Friday, March 14, 2014

The Allure of the Archives

Sandy Bay Historical Society
Winter being the perfect season to deepen my knowledge of Halibut Point inside cozy research facilities, I made my way over to the Sandy Bay Historical Association (SBHS) which aims to gather all things memorable in Rockport (Sandy Bay). 
Judy Bogage
Volunteer Judy Bogage is there to welcome visitors and help with organizational chores at the Museum.
Les Bartlett
Upstairs, Les Bartlett is scrutinizing glass plate negatives from bygone eras, bringing his photographic expertise to curatorial improvements of the collections, and finding gems for his in-depth publications of local history. 
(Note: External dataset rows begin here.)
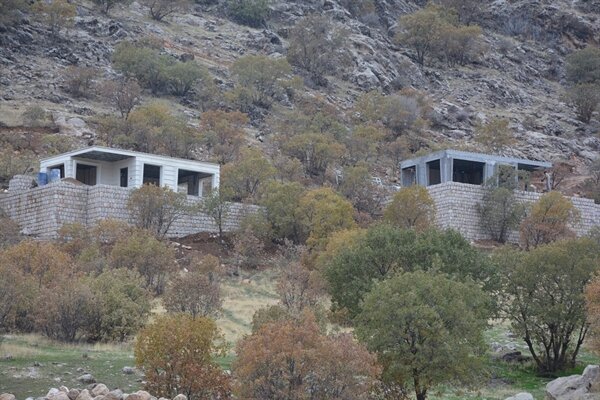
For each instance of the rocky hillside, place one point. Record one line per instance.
(519, 73)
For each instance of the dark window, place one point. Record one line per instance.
(151, 174)
(124, 176)
(433, 173)
(86, 174)
(471, 172)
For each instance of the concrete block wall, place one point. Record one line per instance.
(41, 211)
(456, 205)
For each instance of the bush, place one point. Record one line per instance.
(583, 66)
(312, 38)
(585, 97)
(152, 259)
(79, 80)
(177, 352)
(426, 330)
(260, 80)
(155, 208)
(121, 305)
(159, 9)
(548, 220)
(56, 14)
(249, 12)
(10, 11)
(198, 291)
(287, 359)
(411, 207)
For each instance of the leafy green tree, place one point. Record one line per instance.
(245, 177)
(281, 200)
(249, 12)
(260, 80)
(155, 209)
(542, 294)
(386, 250)
(178, 353)
(426, 330)
(151, 258)
(159, 9)
(499, 212)
(121, 306)
(583, 66)
(548, 220)
(411, 207)
(322, 212)
(317, 45)
(585, 97)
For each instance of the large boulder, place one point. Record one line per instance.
(521, 396)
(576, 387)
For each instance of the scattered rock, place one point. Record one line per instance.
(87, 378)
(576, 387)
(521, 396)
(100, 390)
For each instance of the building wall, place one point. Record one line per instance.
(456, 205)
(41, 211)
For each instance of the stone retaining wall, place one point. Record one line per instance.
(456, 205)
(41, 211)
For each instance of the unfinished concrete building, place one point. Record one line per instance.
(460, 166)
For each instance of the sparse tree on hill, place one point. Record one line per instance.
(177, 352)
(159, 9)
(426, 330)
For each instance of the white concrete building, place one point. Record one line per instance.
(99, 165)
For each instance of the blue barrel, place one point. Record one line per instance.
(54, 175)
(42, 178)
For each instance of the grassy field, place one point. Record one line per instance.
(37, 364)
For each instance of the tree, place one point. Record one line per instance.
(495, 135)
(281, 200)
(155, 209)
(177, 353)
(249, 12)
(293, 360)
(152, 259)
(56, 14)
(548, 220)
(79, 80)
(245, 177)
(223, 133)
(260, 79)
(123, 94)
(10, 11)
(499, 212)
(411, 207)
(426, 329)
(121, 305)
(322, 212)
(316, 151)
(585, 97)
(198, 291)
(386, 250)
(106, 5)
(542, 294)
(423, 31)
(583, 66)
(217, 206)
(317, 45)
(159, 9)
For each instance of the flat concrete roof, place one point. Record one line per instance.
(103, 153)
(477, 157)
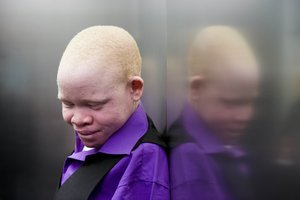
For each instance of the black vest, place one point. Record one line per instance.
(82, 183)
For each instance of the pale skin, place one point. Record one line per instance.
(225, 99)
(96, 102)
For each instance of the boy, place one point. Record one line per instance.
(206, 160)
(118, 154)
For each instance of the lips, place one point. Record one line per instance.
(86, 133)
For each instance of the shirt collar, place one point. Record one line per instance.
(204, 137)
(122, 141)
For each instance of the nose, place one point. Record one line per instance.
(80, 118)
(244, 114)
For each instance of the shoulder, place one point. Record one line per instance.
(148, 163)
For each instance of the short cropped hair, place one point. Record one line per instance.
(214, 44)
(109, 43)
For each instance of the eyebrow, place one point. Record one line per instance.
(95, 101)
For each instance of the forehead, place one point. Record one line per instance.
(87, 80)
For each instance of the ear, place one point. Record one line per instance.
(136, 84)
(196, 83)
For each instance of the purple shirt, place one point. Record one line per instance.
(141, 174)
(194, 172)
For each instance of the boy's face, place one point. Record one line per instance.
(95, 102)
(226, 103)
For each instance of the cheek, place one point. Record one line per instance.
(67, 115)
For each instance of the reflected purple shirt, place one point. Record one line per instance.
(193, 171)
(141, 174)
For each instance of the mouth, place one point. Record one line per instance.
(86, 133)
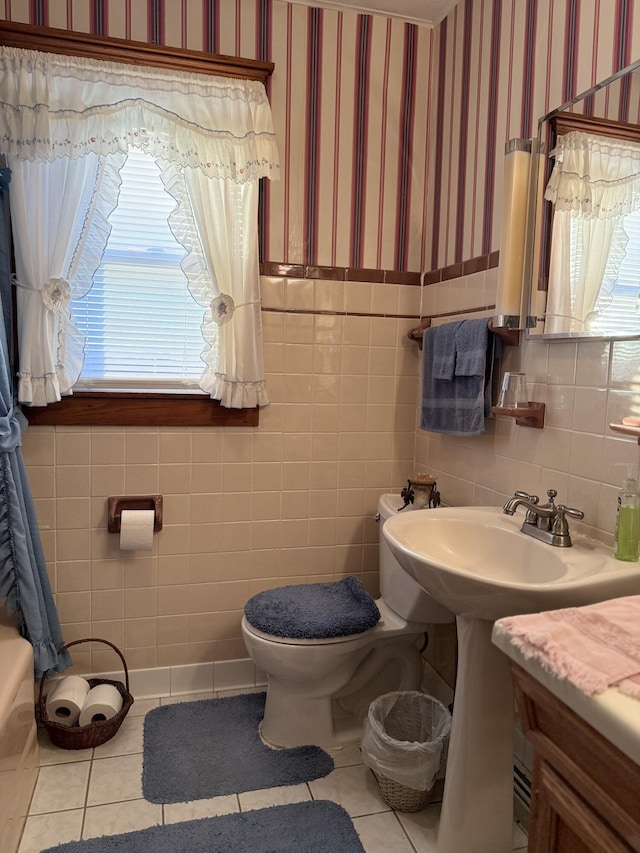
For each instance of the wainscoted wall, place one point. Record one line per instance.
(501, 65)
(391, 137)
(244, 509)
(350, 99)
(294, 499)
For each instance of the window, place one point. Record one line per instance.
(618, 305)
(208, 138)
(594, 255)
(140, 322)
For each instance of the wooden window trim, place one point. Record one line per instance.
(114, 409)
(567, 122)
(110, 49)
(111, 409)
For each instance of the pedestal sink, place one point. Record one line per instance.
(476, 562)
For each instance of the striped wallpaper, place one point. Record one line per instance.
(391, 135)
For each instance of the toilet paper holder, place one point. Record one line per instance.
(116, 503)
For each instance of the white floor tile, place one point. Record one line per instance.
(126, 741)
(422, 827)
(195, 809)
(382, 833)
(60, 787)
(346, 757)
(114, 818)
(104, 778)
(280, 796)
(354, 788)
(47, 830)
(115, 779)
(188, 697)
(51, 754)
(141, 706)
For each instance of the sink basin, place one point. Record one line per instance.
(477, 562)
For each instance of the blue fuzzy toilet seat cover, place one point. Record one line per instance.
(316, 611)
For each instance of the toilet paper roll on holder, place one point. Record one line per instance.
(116, 503)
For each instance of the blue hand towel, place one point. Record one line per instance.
(471, 347)
(444, 356)
(458, 406)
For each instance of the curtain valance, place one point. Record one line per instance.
(595, 176)
(64, 106)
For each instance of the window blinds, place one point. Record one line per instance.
(141, 323)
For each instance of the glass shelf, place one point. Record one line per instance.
(531, 415)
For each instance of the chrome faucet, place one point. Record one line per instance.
(546, 522)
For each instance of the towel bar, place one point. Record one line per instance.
(511, 337)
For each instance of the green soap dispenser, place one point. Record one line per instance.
(627, 522)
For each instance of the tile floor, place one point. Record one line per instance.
(81, 794)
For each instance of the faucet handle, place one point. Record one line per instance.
(572, 513)
(527, 497)
(560, 525)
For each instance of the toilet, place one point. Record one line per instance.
(320, 687)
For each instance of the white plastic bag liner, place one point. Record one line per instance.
(405, 738)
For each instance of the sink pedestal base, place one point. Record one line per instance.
(477, 807)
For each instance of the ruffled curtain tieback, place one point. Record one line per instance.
(11, 426)
(223, 307)
(56, 293)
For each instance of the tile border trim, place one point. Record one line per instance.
(376, 276)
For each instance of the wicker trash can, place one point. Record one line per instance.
(405, 743)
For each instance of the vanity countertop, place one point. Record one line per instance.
(612, 713)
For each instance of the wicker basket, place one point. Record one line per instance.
(86, 737)
(400, 797)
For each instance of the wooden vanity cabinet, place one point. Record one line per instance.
(586, 792)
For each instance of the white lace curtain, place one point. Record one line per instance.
(67, 125)
(595, 183)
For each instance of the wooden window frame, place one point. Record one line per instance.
(125, 409)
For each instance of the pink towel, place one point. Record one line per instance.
(593, 647)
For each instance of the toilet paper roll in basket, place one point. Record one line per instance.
(66, 699)
(102, 703)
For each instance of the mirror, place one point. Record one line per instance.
(613, 305)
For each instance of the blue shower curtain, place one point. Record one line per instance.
(24, 582)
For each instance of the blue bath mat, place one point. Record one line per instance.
(317, 826)
(197, 750)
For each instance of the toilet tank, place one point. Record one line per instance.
(398, 589)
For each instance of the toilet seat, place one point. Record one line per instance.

As a newcomer to this den of antiquity I find myself tip-toeing through rooms and corridors as though they contain elements of a sanctuary, or delicate furnishings, or sleeping secrets, all of which, come to think of it, seem to define the place. There's a sense of anticipation that something unknown might be knowable, that our predecessors left us clues, that experiencing the past sympathetically can be interesting or even enlightening. 
Last year Yale University Press published The Allure of the Archives. In titling their translation of a 1989 French classic by Arlette Farge they tease us about the sensual aura of intimacy with ancient voices and manuscripts.  Says the Barnes and Noble review of the book, "Farge’s classic work communicates the tactile, interpretive, and emotional experience of archival research...and an elegant literary reflection on the challenges of writing history." I anticipate the pleasure of those pages.
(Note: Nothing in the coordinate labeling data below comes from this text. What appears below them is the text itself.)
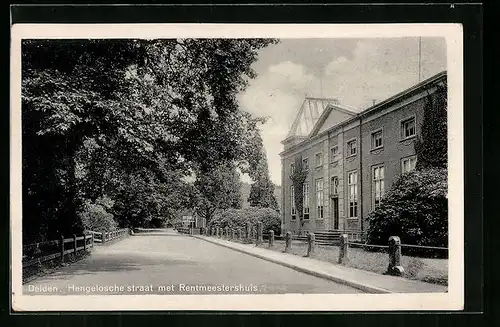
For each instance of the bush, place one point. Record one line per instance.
(415, 209)
(95, 216)
(238, 218)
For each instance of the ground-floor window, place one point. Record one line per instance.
(352, 179)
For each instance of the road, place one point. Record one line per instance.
(170, 263)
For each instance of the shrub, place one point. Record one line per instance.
(238, 218)
(95, 216)
(415, 209)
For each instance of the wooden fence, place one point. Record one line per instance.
(37, 253)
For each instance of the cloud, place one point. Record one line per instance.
(375, 69)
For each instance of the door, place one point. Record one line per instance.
(335, 213)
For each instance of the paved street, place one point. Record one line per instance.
(169, 263)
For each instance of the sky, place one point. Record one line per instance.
(354, 71)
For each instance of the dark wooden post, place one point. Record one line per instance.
(343, 248)
(395, 267)
(75, 245)
(62, 248)
(311, 243)
(271, 238)
(288, 241)
(259, 236)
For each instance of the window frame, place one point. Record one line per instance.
(335, 188)
(348, 142)
(408, 158)
(316, 156)
(334, 156)
(305, 166)
(320, 203)
(306, 204)
(372, 140)
(374, 185)
(355, 197)
(404, 120)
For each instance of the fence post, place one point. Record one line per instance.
(62, 248)
(75, 245)
(288, 241)
(271, 238)
(248, 231)
(395, 267)
(311, 243)
(343, 248)
(260, 238)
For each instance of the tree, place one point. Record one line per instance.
(150, 109)
(432, 146)
(298, 178)
(415, 209)
(217, 189)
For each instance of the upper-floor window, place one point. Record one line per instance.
(408, 164)
(377, 185)
(408, 128)
(351, 148)
(305, 163)
(320, 198)
(352, 179)
(377, 139)
(334, 152)
(335, 185)
(305, 190)
(319, 159)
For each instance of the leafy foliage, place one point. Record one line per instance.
(298, 177)
(432, 146)
(238, 218)
(126, 119)
(415, 209)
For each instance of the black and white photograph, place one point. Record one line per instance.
(251, 167)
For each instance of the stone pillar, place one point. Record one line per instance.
(271, 238)
(343, 248)
(395, 267)
(311, 244)
(288, 241)
(259, 238)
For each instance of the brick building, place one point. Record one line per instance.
(352, 157)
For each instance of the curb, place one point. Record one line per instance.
(343, 281)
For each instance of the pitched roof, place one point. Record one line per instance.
(310, 113)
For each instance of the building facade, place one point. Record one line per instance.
(351, 157)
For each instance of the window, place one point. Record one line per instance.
(408, 128)
(351, 148)
(334, 152)
(378, 185)
(408, 164)
(352, 178)
(305, 189)
(305, 163)
(319, 159)
(377, 139)
(320, 198)
(335, 185)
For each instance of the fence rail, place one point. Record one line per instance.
(38, 253)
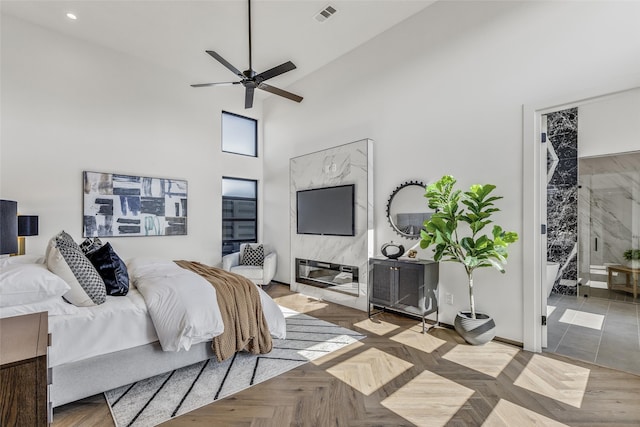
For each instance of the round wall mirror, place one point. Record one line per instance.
(407, 209)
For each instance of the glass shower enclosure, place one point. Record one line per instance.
(609, 226)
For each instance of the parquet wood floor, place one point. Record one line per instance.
(400, 377)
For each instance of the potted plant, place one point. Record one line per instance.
(455, 230)
(633, 257)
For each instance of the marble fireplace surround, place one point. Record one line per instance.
(350, 163)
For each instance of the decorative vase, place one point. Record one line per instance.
(392, 250)
(476, 331)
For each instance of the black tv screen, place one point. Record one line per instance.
(326, 211)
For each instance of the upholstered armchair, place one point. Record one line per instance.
(258, 274)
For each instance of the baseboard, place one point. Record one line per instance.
(277, 282)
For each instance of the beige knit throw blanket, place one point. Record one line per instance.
(245, 327)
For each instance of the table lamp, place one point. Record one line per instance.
(27, 226)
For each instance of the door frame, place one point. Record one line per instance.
(534, 203)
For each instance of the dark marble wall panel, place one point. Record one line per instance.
(562, 195)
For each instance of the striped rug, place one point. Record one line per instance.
(158, 399)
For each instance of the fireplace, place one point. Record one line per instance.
(334, 277)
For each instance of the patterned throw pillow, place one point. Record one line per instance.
(111, 268)
(66, 259)
(253, 255)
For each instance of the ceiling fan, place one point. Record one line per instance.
(250, 79)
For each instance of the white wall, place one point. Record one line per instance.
(609, 125)
(69, 106)
(442, 93)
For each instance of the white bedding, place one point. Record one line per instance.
(184, 307)
(121, 322)
(124, 322)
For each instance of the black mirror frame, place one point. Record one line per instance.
(390, 200)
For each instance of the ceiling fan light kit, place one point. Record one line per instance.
(252, 80)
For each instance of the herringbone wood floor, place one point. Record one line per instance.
(400, 377)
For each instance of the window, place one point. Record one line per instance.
(239, 213)
(239, 134)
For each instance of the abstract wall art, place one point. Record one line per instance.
(126, 205)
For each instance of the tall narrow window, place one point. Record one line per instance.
(239, 213)
(239, 134)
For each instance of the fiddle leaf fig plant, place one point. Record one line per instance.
(455, 229)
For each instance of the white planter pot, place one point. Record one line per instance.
(476, 331)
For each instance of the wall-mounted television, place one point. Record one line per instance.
(327, 211)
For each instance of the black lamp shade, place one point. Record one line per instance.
(8, 227)
(27, 225)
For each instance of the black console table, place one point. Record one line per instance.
(407, 287)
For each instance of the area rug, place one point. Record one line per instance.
(160, 398)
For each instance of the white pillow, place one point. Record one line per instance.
(22, 259)
(55, 306)
(27, 283)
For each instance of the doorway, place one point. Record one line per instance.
(593, 226)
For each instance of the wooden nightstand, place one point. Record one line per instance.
(23, 370)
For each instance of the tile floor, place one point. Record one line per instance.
(596, 330)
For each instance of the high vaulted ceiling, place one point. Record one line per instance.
(175, 34)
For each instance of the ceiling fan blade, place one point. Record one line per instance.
(276, 71)
(248, 97)
(215, 84)
(281, 92)
(224, 62)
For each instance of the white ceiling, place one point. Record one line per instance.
(175, 34)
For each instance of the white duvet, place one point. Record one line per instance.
(183, 305)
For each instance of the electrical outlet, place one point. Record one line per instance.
(448, 298)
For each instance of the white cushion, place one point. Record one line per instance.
(55, 306)
(29, 283)
(251, 272)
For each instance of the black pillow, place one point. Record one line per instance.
(111, 268)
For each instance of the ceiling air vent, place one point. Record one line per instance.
(325, 13)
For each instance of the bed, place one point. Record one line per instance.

A constant marvel among archivists is the preservation of free working space. That challenge may be nearly as daunting as preserving the collections themselves. When I heard that SBHS received the research notes that Allen Chamberlain bequeathed to the [Pigeon Cove] Village Improvement Society, for his 1940 masterpiece Pigeon Cove 1702-1840, research director Gwen Stephenson managed to create a spot for investigation.

Gwen Stephenson
examining Allen Chamberlain's notes
Pigeon Cove is the colonial fishing/farming village that grew up to sustain the granite quarrying industry and the summer visitor recreations. At its northern tip Halibut Point retains experiential access to these dramas of geography and history. Allen Chamberlain's narrative, map and accompanying photographs document the  early settlement on which this activity is based.
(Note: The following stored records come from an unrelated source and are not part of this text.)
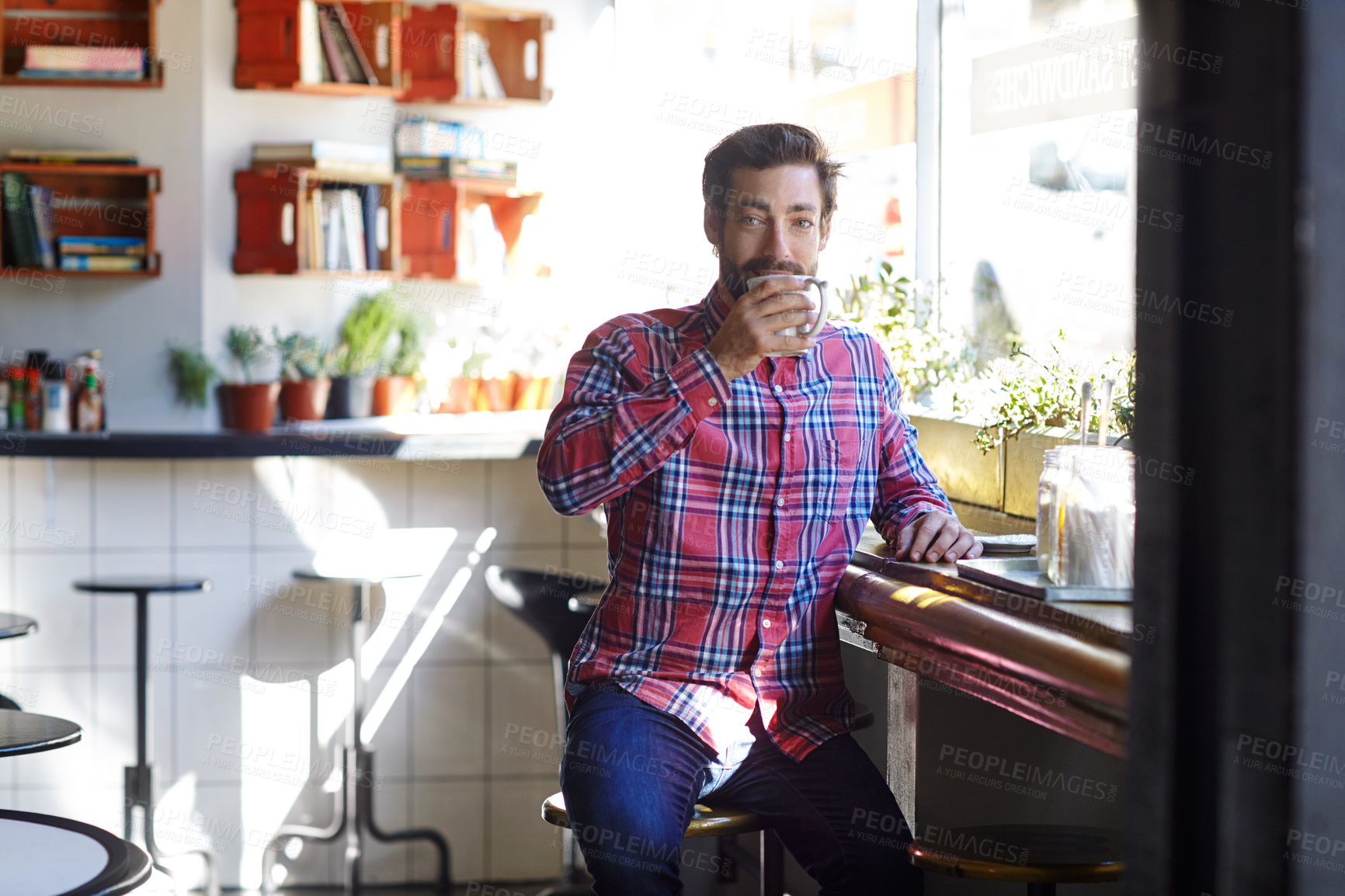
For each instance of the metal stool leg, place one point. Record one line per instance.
(773, 864)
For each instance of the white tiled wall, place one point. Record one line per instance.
(242, 710)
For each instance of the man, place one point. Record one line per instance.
(736, 488)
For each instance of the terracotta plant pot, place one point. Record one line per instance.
(350, 398)
(461, 396)
(496, 394)
(532, 393)
(304, 398)
(252, 405)
(394, 396)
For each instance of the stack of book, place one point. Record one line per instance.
(101, 253)
(29, 226)
(481, 80)
(338, 224)
(84, 64)
(328, 47)
(431, 150)
(328, 156)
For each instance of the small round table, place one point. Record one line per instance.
(33, 734)
(139, 783)
(14, 626)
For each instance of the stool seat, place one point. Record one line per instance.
(140, 584)
(1051, 853)
(14, 626)
(705, 822)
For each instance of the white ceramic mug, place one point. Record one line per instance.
(801, 330)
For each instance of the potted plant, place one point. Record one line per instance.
(396, 391)
(363, 334)
(303, 376)
(245, 404)
(191, 374)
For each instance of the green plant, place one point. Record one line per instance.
(923, 356)
(363, 334)
(246, 346)
(301, 357)
(412, 330)
(191, 374)
(1023, 393)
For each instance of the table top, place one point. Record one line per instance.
(128, 584)
(33, 734)
(12, 626)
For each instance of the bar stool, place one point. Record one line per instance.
(725, 821)
(557, 609)
(356, 815)
(139, 785)
(14, 626)
(1054, 855)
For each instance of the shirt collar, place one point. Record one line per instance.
(716, 307)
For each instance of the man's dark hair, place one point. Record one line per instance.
(762, 147)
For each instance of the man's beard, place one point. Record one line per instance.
(735, 279)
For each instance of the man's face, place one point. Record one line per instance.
(773, 225)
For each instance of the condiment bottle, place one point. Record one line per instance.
(89, 411)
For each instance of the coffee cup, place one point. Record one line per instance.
(808, 332)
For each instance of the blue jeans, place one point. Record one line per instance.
(632, 774)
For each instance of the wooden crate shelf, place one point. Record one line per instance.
(268, 55)
(275, 225)
(432, 209)
(95, 201)
(78, 23)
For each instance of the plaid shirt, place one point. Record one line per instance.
(733, 509)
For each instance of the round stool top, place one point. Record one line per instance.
(49, 856)
(12, 626)
(1021, 853)
(705, 821)
(130, 584)
(31, 734)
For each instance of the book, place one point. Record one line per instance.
(432, 168)
(366, 152)
(84, 60)
(101, 262)
(353, 40)
(101, 245)
(18, 221)
(75, 156)
(353, 231)
(370, 196)
(310, 43)
(46, 227)
(64, 75)
(350, 61)
(327, 31)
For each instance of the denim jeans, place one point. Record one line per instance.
(632, 774)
Inside two storage boxes are field notes in his hand collating deeds, charts, surveys, sketches, and letters. There is correspondence with sources and keen collaborators. For someone able to sit quietly with the pages, the excursions and processes of Chamberlain's journey generate an inspired saga of their own. As a glimpse into genius, observes Les Bartlett, it's akin to looking at the annotated musical manuscript of a great composer.
"Hallowboat Point"
Chamberlain had been able to discover, and type up this transcript from the 1798 American Coastal Pilot, showing an intriguing name for my focal landform: "Hallowboat Point." It's the only such spelling I've been able to find through internet research. Can it allude to "Sacred Boat Point?" Tantalizing.